Moral decisionmaking "becomes a problem about courage precisely when our personal interests seem to be at stake," says Paul Woodruff, an ethicist at the University of Texas. "In order to do what is right, we may have to risk our lives or our property.... Is it more important to pursue justice, or is it more important to protect your retirement account? Your retirement account is very important. But from the ethical point of view, living an ethical life is more important.... I think people get confused about this."

Similar thinking led the ancient Greek philosopher Aristotle to enshrine courage as the "handmaiden of all virtues." Plato and Thomas Aquinas built upon Aristotle's understanding, regarding courage or "fortitude" as indispensable to the moral life.

Courageous action demands awareness of the actual risks involved in a proposed course of action. But in a time of globalization and rapid advances in technology, ramifications from a local decision can be difficult to anticipate. "The pace of our society in many ways makes courage difficult," says Prof.

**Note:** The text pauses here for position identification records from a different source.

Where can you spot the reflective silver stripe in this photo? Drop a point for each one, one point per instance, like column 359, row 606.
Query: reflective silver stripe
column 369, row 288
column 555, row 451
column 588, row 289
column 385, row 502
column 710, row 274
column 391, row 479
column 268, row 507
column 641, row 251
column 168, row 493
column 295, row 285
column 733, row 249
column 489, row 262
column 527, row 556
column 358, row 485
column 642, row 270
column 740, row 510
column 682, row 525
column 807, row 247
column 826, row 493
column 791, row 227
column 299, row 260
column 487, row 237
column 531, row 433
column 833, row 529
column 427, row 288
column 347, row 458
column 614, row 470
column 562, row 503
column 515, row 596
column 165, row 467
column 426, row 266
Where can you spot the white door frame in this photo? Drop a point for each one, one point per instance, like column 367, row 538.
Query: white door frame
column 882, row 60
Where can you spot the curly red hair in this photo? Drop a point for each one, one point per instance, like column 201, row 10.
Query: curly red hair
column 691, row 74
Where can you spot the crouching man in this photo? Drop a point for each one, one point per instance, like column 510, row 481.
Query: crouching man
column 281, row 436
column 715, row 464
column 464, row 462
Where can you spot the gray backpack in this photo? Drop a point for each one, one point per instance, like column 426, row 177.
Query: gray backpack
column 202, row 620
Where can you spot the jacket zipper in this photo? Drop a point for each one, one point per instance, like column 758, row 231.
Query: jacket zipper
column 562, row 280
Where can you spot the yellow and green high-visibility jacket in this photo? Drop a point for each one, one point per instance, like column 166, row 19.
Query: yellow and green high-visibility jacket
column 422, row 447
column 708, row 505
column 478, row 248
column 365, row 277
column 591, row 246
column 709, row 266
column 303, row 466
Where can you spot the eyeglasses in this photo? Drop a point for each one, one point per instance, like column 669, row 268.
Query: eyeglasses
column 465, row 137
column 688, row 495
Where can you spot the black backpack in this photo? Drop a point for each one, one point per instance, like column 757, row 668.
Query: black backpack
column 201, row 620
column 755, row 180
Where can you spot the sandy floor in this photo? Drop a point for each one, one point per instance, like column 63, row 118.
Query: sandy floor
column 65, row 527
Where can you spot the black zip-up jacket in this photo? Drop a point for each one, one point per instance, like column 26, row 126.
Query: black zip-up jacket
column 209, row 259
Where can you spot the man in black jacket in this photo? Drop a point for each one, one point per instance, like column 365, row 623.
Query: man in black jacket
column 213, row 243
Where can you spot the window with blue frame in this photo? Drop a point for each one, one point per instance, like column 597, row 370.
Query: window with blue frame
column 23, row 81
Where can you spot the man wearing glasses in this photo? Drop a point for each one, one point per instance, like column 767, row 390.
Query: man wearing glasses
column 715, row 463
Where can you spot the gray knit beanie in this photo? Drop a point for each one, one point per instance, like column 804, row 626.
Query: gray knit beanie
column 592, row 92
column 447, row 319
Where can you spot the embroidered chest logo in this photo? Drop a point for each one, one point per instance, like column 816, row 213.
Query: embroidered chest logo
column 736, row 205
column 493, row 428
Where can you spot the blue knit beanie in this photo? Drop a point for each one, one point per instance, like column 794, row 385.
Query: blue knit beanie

Tom Leininger, a moral theologian at Regis University in Denver. "You can't be courageous if you don't have a clue what the risks and dangers are."

To make matters even more challenging, Mr. Terris argues, courage is "like speed in an athlete ... It can't be kind of counted on or trained in some way."

Others, however, insist courage is not only teachable but a necessary legacy to pass on to the next generation. That starts with rejecting moral relativism, says Mr. Kidder, founder and president of the Institute for Global Ethics in Camden, Maine, because "if there are no standards to stand up for, why would anybody take a moral stand?" He encourages people to tell the stories of courageous heroes, such as Vaclav Havel and Nelson Mandela, and to create situations in which children have a chance to take courageous action of their own.

"We, all of us, need to be better models of courage for the young," Kidder says. "We need to be mentoring them in that specific way. Let's find situations that have a responsible amount of safety in them but nevertheless are inherently dangerous, and ask our kids to experience those and to grow up." Examples: sports and adventures.

Others agree that courage is learned over many years, often through example. Baylor University ethicist Robert Roberts, for instance, says would-be students of courage profit most from time in a "community of wise people," such as elders who are capable of distinguishing between noble, courageous acts and foolish, risky ones.

In the end, however, some see American culture at large taking steps to make courage an unnecessary virtue. In the corporate world, for instance, Terris sees new steps to protect potential whistleblowers as efforts to "encourage a situation where the individual does not have to be out on a limb by himself or herself," because "heroism, action taken at great risk ... [is] not going to happen as often as we'd like it to."

It is a step of progress when "we don't need [courage] to negotiate our daily lives," Kidder says. Yet he says courage will always have a role to play, because human beings crave to demonstrate it in rites of passage from youth to adulthood.